Addiction recovery advocates across the country are closely watching President-elect Donald Trump’s plans to tackle the U.S. heroin and painkiller crisis. Throughout his campaign, the candidate said he talked to families ravaged by addiction and has pledged to help. Yet people working in recovery remain wary of the means he’ll use to do so, Stat News reports.

Some of Trump’s campaign promises have the potential to have a big impact on opioid addiction in this country. The President-elect says he plans to increase access to the overdose-reversing medication naloxone (also known as Narcan), encourage state and local governments to provide more substance abuse treatment and speed up approval processes at the U.S. Food and Drug Administration (FDA) for abuse-deterrent painkillers.

However, Trump’s notorious plan to build a wall along the U.S.-Mexico border and vastly expand the nation’s drug courts have been met with intense skepticism from the harm reduction community. Many people in health care are also wary of the president-elect’s campaign promise to repeal the Affordable Care Act (ACA, or Obamacare), which could eliminate insurance coverage for thousands of Americans in recovery. 

Over the next few months, advocates and lobbyists who track addiction policy will be closely watching to see whom Trump appoints to lead the government agencies most tied to the opioid epidemic—including the Justice Department, the FDA and the department of Health and Human Services.
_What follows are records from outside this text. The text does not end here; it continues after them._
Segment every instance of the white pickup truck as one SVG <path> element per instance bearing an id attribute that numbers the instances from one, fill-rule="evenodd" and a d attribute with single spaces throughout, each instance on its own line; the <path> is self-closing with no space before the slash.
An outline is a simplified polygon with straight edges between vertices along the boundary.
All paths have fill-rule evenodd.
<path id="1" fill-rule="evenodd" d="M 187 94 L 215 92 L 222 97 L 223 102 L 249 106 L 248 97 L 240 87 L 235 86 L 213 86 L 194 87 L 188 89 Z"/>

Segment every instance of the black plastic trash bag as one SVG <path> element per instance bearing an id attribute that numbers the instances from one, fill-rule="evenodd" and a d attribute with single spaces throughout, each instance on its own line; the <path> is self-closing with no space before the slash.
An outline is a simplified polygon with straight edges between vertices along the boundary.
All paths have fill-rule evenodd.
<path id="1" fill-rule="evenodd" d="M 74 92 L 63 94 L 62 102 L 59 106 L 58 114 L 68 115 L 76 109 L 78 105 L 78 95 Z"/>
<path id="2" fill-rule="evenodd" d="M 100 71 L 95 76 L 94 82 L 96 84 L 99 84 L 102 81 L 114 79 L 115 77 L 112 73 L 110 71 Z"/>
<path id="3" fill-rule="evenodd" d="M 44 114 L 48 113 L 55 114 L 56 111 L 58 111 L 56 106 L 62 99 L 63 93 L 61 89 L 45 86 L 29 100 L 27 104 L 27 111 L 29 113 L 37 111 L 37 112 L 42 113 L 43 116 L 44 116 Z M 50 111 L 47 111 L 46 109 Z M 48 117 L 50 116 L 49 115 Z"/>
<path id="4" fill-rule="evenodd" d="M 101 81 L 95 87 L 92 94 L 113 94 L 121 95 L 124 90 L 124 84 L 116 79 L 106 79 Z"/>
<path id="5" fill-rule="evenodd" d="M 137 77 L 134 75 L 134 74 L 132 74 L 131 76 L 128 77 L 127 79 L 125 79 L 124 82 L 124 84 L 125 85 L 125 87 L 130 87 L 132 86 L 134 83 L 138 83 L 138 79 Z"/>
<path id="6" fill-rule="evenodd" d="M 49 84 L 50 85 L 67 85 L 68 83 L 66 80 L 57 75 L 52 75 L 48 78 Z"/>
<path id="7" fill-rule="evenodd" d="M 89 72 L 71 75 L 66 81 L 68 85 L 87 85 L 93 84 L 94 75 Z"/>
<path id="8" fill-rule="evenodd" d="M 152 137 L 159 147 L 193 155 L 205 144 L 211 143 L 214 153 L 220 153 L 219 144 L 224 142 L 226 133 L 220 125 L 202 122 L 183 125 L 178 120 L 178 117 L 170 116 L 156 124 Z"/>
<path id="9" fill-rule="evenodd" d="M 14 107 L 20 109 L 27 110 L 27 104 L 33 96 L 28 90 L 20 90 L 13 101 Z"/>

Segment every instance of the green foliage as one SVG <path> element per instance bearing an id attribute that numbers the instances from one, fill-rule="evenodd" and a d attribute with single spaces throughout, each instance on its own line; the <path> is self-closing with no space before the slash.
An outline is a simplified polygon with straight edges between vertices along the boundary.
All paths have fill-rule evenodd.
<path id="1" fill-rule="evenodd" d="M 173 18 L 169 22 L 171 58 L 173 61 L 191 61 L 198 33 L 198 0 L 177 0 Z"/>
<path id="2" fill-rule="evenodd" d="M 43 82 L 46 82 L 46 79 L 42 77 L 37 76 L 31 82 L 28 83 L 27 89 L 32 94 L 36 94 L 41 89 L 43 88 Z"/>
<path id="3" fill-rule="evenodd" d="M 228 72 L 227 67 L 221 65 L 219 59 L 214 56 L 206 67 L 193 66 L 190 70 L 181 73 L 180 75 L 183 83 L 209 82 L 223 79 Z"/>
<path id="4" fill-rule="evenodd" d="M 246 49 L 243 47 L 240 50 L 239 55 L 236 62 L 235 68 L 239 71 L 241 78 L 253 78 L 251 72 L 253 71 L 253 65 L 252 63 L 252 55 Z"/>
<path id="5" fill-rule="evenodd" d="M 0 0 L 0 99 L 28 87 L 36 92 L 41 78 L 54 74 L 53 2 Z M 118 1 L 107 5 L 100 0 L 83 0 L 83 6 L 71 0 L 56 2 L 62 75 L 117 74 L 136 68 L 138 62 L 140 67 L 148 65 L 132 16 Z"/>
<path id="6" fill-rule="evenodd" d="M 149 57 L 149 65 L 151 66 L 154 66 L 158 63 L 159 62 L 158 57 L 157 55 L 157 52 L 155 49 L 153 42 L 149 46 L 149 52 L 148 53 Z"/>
These appointments are likely to provide clues about the new administration’s real methods for curbing addiction in this country.

Advocates are also hoping that federal agencies like the Substance Abuse and Mental Health Services Administration will not see their funding cut during the transition and that federal agencies will not suffer a once-promised purge of career staffers who work at those agencies.

Until then, people who work in addiction recovery must wait to see whether the new president will take the opioid crisis seriously and hope that Republicans in Congress who have been fighting addiction in their own communities will help guide the new administration.